The Board of Directors gives importance to shareholders' meetings by holding the annual general meeting of shareholders once a year within 4 months from the end of the accounting period of the Company. It is considered as a duty of the Board of Directors that must attend every meeting if not attached to important missions. By organizing the meeting, the Company will send the meeting invitation letter, proxy form, along with information for meeting based on various agendas. Shareholders should receive complete notice at least 14 days before the meeting date for shareholders to make decisions on voting in various agendas.

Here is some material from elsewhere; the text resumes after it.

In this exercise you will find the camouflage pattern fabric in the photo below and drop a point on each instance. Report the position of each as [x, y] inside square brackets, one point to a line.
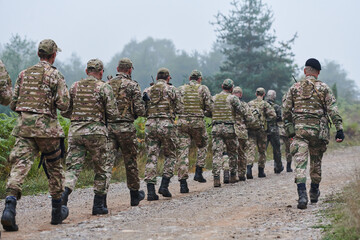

In case, the shareholder wishes to appoint another person to attend the meeting, he/she can choose to appoint a person, or independent directors of the Company can attend the meeting instead.

  1. The Company has a policy to support or promote every group of shareholders including institutional shareholders to attend the shareholders' meeting.
  2. The Company provides a website to present important information and news, such as annual and quarter financial statements report, annual information form (Form 56-1), annual report (Form 56-2), including invitation letter for the shareholders' meeting which contains information, date, time, venue, agenda of the meeting, information for each agenda decision, rules that are used in the meeting, and voting procedures which is the same information that is delivered to shareholders in the form of documents by disseminating information via the Company's website at least 30 days before the meeting as to allow shareholders to have sufficient time to study the information.
  3. The Company arranges for the shareholders' meeting by facilitating the meeting location to be in the heart of the city for convenient travel and sufficient time to conduct the meeting.
  4. The Company has given the opportunity and offered the rights to the shareholders to propose the agenda of the shareholders' meeting on matters that are considered important, and to propose a list of qualified candidates to be appointed as new directors in advance with clearly defined procedures via the Company's website.
  5. The Company gives the right to shareholders to submit questions about the meeting agenda at least 1 month before the meeting date through the Company website.
  6. The Company has encouraged shareholders to use proxy forms that shareholders can determine the voting direction, and the nomination of at least 1 independent director as an alternative to the proxy of the shareholders.
  7. The Company gives rights to the shareholders, who attended the meeting after the meeting started to have the right to vote on the agenda being considered and have not yet voted.
  8. The Company has appointed representatives from the audit office to inspect the counting of votes in the shareholders' meeting, and disclosed in the meeting minutes of the shareholders.